A fictional biography presented as pastiche, in which disappointed John Polidori, Lord Byron’s doctor and physical double, tries on the notorious poet’s identity, with disastrous consequences.
Markovits (Fathers and Daughters, 2005, etc.) pens a sad tale of failed ambition presented as a literary conceit, with a prologue that ascribes the manuscript to a mysterious teaching colleague of the author. Polidori was an unemployed 19-year-old medical graduate when invited to join the poet, who was traveling through Europe. Quickly disappointed by his lesser status in Byron’s circle—he calls himself “a tassel on the purse of fame”—he begins to resent as well as envy his gifted, libertine but charismatic employer, who comes between even Polidori and his sister.
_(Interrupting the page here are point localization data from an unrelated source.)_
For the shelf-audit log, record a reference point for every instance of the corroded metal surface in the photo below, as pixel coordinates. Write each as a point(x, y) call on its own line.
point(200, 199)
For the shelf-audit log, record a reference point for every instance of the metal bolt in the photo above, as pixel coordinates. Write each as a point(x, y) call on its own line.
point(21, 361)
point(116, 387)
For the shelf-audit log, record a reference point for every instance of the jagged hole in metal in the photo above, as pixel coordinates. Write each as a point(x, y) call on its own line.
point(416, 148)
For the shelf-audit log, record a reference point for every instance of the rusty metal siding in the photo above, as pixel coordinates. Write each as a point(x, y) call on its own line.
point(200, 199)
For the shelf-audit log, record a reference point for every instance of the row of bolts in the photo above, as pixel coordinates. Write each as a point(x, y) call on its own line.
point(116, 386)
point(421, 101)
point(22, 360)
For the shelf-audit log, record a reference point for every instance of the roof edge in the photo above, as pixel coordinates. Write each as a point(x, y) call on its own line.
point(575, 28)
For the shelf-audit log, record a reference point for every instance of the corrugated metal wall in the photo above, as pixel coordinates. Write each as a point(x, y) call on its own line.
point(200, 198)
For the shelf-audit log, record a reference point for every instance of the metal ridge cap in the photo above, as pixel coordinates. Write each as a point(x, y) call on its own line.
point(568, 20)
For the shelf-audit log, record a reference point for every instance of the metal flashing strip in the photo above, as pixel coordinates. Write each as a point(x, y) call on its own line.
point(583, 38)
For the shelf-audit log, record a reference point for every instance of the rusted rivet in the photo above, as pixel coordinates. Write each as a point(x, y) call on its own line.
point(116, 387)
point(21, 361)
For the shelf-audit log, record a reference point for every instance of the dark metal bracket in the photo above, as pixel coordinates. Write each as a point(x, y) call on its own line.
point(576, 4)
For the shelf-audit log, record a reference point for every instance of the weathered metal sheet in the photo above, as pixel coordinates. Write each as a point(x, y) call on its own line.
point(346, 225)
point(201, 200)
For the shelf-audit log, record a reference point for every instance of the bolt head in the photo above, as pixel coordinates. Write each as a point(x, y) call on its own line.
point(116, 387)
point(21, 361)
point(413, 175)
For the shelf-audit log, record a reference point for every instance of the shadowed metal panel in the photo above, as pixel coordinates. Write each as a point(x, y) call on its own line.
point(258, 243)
At the Villa Diodati in Switzerland, during the famous ghost-story-writing episode at which Mary Shelley conceived Frankenstein, Polidori writes The Vampyre, based on an outline supplied by Byron. Published anonymously in London, and assumed to be Byron’s work, it is an enormous success. Polidori, moody and jealous (he reads Byron’s correspondence, tries on his clothes), is dismissed. Returning to England, he is mistaken for his ex-employer by self-deluding Eliza Esmond, who pretends acquaintance with his lordship although it was really her sister who danced with Byron at a ball years earlier. Despite mounting debts, Polidori borrows funds and takes Eliza on an extravagant jaunt to Brighton, where, after consummating their relationship, they confess to each other. Eliza, now ruined, is horrified and rejects Polidori, who acknowledges his own pathetic situation—“He had no life of his own. For years he had fed off the blood of everyone around him”—and takes small comfort in outdoing Byron in one significant particular: taking his own life.
A sophisticated, technically and intellectually accomplished exercise of limited appeal.